2. Just one event is not enough; make it a week long activity targeted to your various segments
Segmentation is the key to any successful marketing. And it becomes even more important during thanksgiving just because there's just so much noise all over with free coupons to eye catching promotions; the last thing you want to do is run a generic promotion to an already overly crowded landscape. Set up separate thanksgiving events (be it online sales promotion, or an in store event) geared towards each of your segments. For example if you are an HVAC company then asking your existing customers to replace their HVAC units this thanksgiving season would just look bad. So existing customers should get promotions that make sense to them, and potential new customers should get promotions that make sense to them.
3. Know what your competition is doing
Keep an eye on your competition. Look at what kind of promotions they are running. Keep an eye on their websites, Facebook posts, etc. so that you have a good idea of what promotions your competitors are running. If you have last year's data, that will help a lot because most businesses run same promotions every year. Create an excel sheet to clearly log all these promotions. Then come up with an equally compelling (and if possible, better) promotion.
4. Time it right
Timing is very important, and depends on the kind of business you are in. Once again, like our first point, there's no one size fits all strategy to timing. Some promotions can wait until the last minute and some promotions need to be run weeks or months in advance. For instance if you are in a business where there's significant lead time of delivery, for instance furniture, you may want to run your campaign a little early; also you may need to run the campaign a little longer because many people take a few days (sometimes weeks) to decide on the right furniture for their homes. So your marketing strategy would depend on using thanksgiving as a way to initiate the engagement but then making sure that the engagement continues for the next several days or weeks until the customer decides to make the purchase. However if you are an online business with relatively low cost products, for instance every day electronics items, a one day event would work just fine.
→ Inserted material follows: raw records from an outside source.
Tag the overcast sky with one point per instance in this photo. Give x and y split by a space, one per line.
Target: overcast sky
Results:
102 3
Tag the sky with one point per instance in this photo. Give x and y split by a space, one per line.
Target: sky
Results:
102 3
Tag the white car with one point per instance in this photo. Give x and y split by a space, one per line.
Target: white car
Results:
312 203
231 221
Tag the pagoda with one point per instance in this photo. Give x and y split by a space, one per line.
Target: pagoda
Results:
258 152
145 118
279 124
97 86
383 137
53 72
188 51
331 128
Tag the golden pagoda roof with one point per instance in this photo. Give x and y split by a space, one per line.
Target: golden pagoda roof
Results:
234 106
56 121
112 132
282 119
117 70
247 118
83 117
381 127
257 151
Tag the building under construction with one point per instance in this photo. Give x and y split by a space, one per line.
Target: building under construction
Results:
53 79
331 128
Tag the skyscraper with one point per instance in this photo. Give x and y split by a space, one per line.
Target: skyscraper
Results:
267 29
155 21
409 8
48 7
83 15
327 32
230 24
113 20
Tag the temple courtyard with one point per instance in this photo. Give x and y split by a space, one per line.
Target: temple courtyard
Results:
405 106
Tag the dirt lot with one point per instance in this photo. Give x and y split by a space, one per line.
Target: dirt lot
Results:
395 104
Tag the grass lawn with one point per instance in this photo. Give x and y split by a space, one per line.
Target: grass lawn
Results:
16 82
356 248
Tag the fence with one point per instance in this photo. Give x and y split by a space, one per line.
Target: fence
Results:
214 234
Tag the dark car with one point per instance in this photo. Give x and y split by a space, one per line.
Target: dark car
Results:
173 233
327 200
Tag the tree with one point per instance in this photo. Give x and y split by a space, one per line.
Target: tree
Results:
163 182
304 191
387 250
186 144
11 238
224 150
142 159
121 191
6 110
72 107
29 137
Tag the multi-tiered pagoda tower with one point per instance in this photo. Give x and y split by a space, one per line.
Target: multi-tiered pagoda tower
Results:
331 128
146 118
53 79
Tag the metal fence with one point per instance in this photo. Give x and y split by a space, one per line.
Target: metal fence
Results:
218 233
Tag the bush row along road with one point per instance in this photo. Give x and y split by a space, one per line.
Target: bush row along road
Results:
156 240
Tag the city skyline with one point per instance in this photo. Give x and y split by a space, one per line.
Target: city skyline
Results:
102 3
5. Work with an expert team and focus on your business
There's no other time in the year when you want to make sure your business is running smoothly. A well run marketing campaign can generate lot of leads, but at the same time can be damaging to your reputation if you can't follow up all those leads and successfully close deals with them. If you look at most of the business reviews from customers you'll notice that half of the bad reviews are because a business wasn't able to follow up in a timely manner. No matter how good your product is, if you can't spend time to follow up with your customers, you are going to eventually fail. So find an expert marketing team so that you can focus on making your business successful, and letting the marketing team manage rest of the marketing related activities.